President Obama is the president who doesn’t negotiate. “I won’t play that game,” Mr. Obama said recently of the possibility that Republicans will use the forthcoming debt ceiling negotiations to—well—get our nation’s debt under control.

Play that game? Mr. President, it is not “a game.” It is how our system was set up to work. As past presidents knew, the president must negotiate with Congress about the debt ceiling, national borrowing,  and how the taxpayers' dollars are to be spent. The president behaves as the work of governing the country were just some game that is beneath his (unprededented) greatness.

Republicans have failed to make the president's refusal to negotiate clear.  Wonder why there are so many 11th hour, temporary resolutions to our most troubling national legislative challenges? Look no further than 1600 Pennsylvania Avenue.

Fred Barnes writes about this today in a Wall Street Journal piece headlined “The President Who Wants It All.” Barnes writes:

Unlike prior presidents, Mr. Obama doesn't believe he is obligated personally to bring about a compromise….

The president devoted weeks to unproductive talks with Mr. Boehner and Republican leaders in 2011 over a $4 trillion grand bargain on taxes and spending. "He views it that if he has extensive debate then he'd fulfilled his only obligation," a Republican engaged in the talks said. "Every day we got further away from a deal." Nonetheless, Mr. Obama boasted of having devoted more time than any previous president to such discussions.

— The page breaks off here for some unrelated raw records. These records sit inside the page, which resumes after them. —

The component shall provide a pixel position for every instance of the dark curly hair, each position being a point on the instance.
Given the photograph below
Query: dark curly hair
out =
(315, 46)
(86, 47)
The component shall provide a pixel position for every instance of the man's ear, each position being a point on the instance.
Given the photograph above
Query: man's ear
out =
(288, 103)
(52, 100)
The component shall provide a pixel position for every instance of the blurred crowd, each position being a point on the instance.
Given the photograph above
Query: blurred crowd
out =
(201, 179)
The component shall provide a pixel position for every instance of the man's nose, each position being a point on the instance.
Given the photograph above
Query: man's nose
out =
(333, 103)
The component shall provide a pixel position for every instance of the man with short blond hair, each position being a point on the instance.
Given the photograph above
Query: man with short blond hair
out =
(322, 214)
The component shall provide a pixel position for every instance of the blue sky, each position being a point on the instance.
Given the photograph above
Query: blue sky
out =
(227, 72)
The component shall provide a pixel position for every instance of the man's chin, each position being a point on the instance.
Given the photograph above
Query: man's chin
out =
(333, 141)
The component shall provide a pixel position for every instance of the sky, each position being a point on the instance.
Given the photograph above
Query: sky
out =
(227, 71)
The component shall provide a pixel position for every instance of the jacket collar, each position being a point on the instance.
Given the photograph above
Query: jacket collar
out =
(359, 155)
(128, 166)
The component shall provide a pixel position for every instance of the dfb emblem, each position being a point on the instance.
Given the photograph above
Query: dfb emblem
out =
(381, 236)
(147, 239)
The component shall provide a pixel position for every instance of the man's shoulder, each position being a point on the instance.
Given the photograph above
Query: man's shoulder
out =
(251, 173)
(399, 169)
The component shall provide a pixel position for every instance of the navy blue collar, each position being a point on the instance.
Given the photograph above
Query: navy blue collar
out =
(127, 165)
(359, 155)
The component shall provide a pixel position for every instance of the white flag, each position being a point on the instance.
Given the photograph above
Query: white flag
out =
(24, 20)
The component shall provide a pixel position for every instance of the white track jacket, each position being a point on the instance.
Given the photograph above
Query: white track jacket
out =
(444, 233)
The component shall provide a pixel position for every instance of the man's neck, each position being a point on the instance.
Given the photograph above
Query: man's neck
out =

An even bigger impediment is the president's predilection for stepping up his demands just as a compromise appears possible. After Mr. Boehner agreed to $800 billion in new tax revenues in 2011, Mr. Obama suddenly called for $400 billion more. This instantly killed a potential grand bargain and deepened Republican distrust of the president.

The GOP would have taken the fall if no deal had been reached on the so-called fiscal cliff. One reason is that the Republicans haven’t gone to the public to say that the president won’t negotiate. The GOP has also allowed the president to take the middle class hostage (again, I hate the balkanization of Americans by class) and yet pretend to be its savior. Pundits such as Barnes are speaking the truth about the president’s negotiating style. But the GOP’s elected officials have not done this beyond a few hints.

Compromise is something necessary for a democracy and the GOP has not been able to explain that they are dealing with a man who won’t compromise. Indeed, they allow themselves to be painted as intransigent! What is it going to take for Republicans to start telling the public what is really going on?

Nothing indicates the president’s lack of concern for the cares of ordinary taxpayers quite as clearly as his jetting into town to give, at a tense moment in the negotiations, a buoyant, self-referential speech lambasting Republicans, and then jetting back to Hawaii before his signature is dry on the bill. The cost of the first family's holiday, by the way, originally set at $4 million, is edging up to $7 million.

Just a thought: As a rule, I don’t like making laws to correct things that will correct themselves. The next president and his family may be solicitous of the taxpayer in designing their manner of living. Still, isn’t it about time for a Presidential Lifestyles bill in Congress?

(Just FYI: Some high earners did get special breaks in the final deal–there was plenty of crony capitalism, including, for instance, goodies for the president’s Hollywood pals, many of whom are quite vocal about their desire for you to pay higher taxes.)